Información sobre pedidos
| Nombre del producto | Número de catálogo | UNIDAD | Precio | CANTIDAD | Favoritos | |
Plásmido Doble Nickase (m) caspase-3 | sc-419466-NIC | 20 µg | $410.00 | |||
Plásmido Doble Nickase (m2) caspase-3 | sc-419466-NIC-2 | 20 µg | $410.00 |
Casp3 codifica la caspasa-3, una proteasa efectora central en la apoptosis que se activa aguas abajo de la señalización mitocondrial intrínseca y de las vías extrínsecas de receptores de muerte. Una vez procesada por caspasas iniciadoras, la caspasa-3 escinde numerosos sustratos para impulsar la condensación de la cromatina, la fragmentación del ADN, la formación de vesiculaciones en la membrana y la generación de cuerpos apoptóticos. En modelos murinos, la actividad de Casp3 moldea el desarrollo y la homeostasis tisular e influye en las respuestas al estrés celular, la citotoxicidad mediada por el sistema inmunitario y procesos neurodegenerativos o inflamatorios en los que la muerte celular desregulada contribuye a la patología. Dado que la caspasa-3 se sitúa en un punto de convergencia de la señalización proapoptótica, la perturbación de Casp3 se utiliza ampliamente para analizar la intercomunicación entre la apoptosis, las vías compensatorias de supervivencia y la necrosis regulada.

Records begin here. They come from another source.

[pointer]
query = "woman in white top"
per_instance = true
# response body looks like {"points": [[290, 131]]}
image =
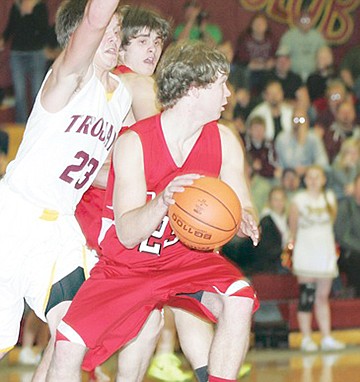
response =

caspase-3 El plásmido de doble nicasa (m) consiste en un par de plásmidos emparejados diseñados para la edición de alta especificidad del locus Casp3 en líneas celulares mouse. Cada plásmido expresa una nicasa Cas9 D10A y un ARN guía específico (sgRNA) dirigido a cadenas de ADN opuestas dentro de Casp3. Cuando se dirigen a sitios adyacentes en cadenas de ADN opuestas, las dos nicasas generan cortes en cadena simple desplazados que, juntos, producen una rotura de doble cadena escalonada, lo que requiere una actividad coordinada sobre el objetivo por parte de ambas guías. La rotura de ADN resultante se resuelve mediante vías de reparación celular endógenas, más comúnmente a través de la unión de extremos no homólogos (NHEJ), lo que da lugar a inserciones o deleciones que alteran la función de Casp3. Al requerir la participación de dos ARN guía en el locus diana, el enfoque de doble corte mejora la especificidad de la edición y proporciona una estrategia CRISPR complementaria para aplicaciones en las que se desea un control adicional sobre la precisión de la orientación.
Para facilitar la identificación eficiente de las células editadas, un plásmido codifica GFP para la visualización fluorescente de las poblaciones transfectadas, mientras que el plásmido complementario lleva un gen de resistencia a la puromicina para la selección con antibióticos. En conjunto, estas características facilitan el enriquecimiento eficiente de las poblaciones cotransfectadas y simplifican la validación de los clones con Casp3 alterado.
Sólo para uso en investigación. No destinado a uso diagnóstico o terapéutico.